Which final(s) will be your first this fall?

“It’s my first year at the New England finals.” 

What do you like about the equitation?

“I really like how it’s challenging. It makes you think. You have to think on your feet and tell that to your horse before you make it happen. Plus it needs to look effortless!” 

Maranda McCarthy. Photo © Jill Exner Photography

How have you been preparing for the finals?

“Lots of riding, lots of no stirrup, lots of getting my head in the right mindset. After I finish my lessons, I go through and ask Gretchen all my questions. She will walk me through what was correct, what had to be fixed, and what we changed. That really helps.”

What are you most excited about for your first finals?

“I’m really excited because it’s always been something I looked at as nearly impossible. Four years ago I didn’t think I’d ever be able to do it, but it’s become a reality. That’s really cool.”

What are you nervous about?

“I’m a bit of a perfectionist. I don’t like to let people down. So, I’m working on not being nervous and just enjoying the experience.” 

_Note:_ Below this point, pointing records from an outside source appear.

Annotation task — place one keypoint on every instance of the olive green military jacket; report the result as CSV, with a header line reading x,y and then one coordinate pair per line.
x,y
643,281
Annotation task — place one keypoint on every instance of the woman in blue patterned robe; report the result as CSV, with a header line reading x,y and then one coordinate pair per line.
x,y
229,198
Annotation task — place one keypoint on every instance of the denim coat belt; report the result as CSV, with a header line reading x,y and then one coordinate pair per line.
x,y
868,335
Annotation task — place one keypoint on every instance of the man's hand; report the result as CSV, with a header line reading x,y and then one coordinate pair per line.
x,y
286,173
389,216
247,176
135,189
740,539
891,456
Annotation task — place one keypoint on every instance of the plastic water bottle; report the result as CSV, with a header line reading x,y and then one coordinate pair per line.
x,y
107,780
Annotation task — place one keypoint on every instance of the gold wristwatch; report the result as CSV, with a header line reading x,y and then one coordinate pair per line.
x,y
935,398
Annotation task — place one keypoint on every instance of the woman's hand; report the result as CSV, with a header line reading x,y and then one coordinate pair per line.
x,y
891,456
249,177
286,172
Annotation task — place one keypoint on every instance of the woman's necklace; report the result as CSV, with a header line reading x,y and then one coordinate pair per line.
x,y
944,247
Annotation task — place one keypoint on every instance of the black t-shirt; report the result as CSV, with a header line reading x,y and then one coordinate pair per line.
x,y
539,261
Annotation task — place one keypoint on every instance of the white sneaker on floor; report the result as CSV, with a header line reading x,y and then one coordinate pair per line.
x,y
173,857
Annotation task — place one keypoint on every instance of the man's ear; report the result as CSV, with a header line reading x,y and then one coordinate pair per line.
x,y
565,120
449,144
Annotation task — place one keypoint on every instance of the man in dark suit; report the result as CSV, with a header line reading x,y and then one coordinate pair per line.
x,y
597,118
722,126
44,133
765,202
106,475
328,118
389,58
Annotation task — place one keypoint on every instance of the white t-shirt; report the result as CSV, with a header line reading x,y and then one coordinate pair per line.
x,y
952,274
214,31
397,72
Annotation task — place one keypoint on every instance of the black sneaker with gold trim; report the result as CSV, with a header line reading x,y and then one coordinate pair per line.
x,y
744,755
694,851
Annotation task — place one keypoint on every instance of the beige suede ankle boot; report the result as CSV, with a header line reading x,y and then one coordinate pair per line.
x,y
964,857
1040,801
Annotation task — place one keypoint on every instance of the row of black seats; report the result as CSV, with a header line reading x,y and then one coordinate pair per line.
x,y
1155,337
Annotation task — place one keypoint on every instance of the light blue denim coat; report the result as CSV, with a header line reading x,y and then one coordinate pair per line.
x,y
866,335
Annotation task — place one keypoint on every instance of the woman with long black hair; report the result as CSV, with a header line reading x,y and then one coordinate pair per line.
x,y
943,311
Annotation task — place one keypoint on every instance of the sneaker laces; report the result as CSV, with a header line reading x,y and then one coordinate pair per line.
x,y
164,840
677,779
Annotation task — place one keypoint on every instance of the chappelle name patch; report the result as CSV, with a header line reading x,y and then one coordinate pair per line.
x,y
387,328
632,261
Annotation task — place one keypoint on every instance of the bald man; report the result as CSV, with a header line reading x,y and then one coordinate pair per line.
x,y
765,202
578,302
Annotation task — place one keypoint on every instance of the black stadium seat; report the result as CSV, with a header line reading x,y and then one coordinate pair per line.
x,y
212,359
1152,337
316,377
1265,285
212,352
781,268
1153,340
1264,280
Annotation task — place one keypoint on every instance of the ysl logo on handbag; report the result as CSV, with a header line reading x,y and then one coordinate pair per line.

How do you control show nerves?

“I still struggle with this, but I get a lot of help from Gretchen, my friends and my parents. I tell myself it is okay to not have a good day. I always want to go in there and be the best I can because I don’t know when a big show will happen next for me. It takes a lot to make yourself think, ‘Let’s just focus on what’s happening right now.’”

Any specific goals for the finals?

“To make it around. To do what I know how to do, and not get in my own way!” 

Do you hope to do more equitation finals after this year?

“I have one more year after this. We’d like to get to junior hunter finals and Maclay regionals if we can for next year.”

Have you given any thought to how riding will fit into your life beyond your junior years?

“I definitely want to keep riding and do as much as I can. I’d like to show in the Amateur-Owner hunters. Maybe try the jumper ring out. I know I love riding and I always want it to be part of my life. One step at a time!”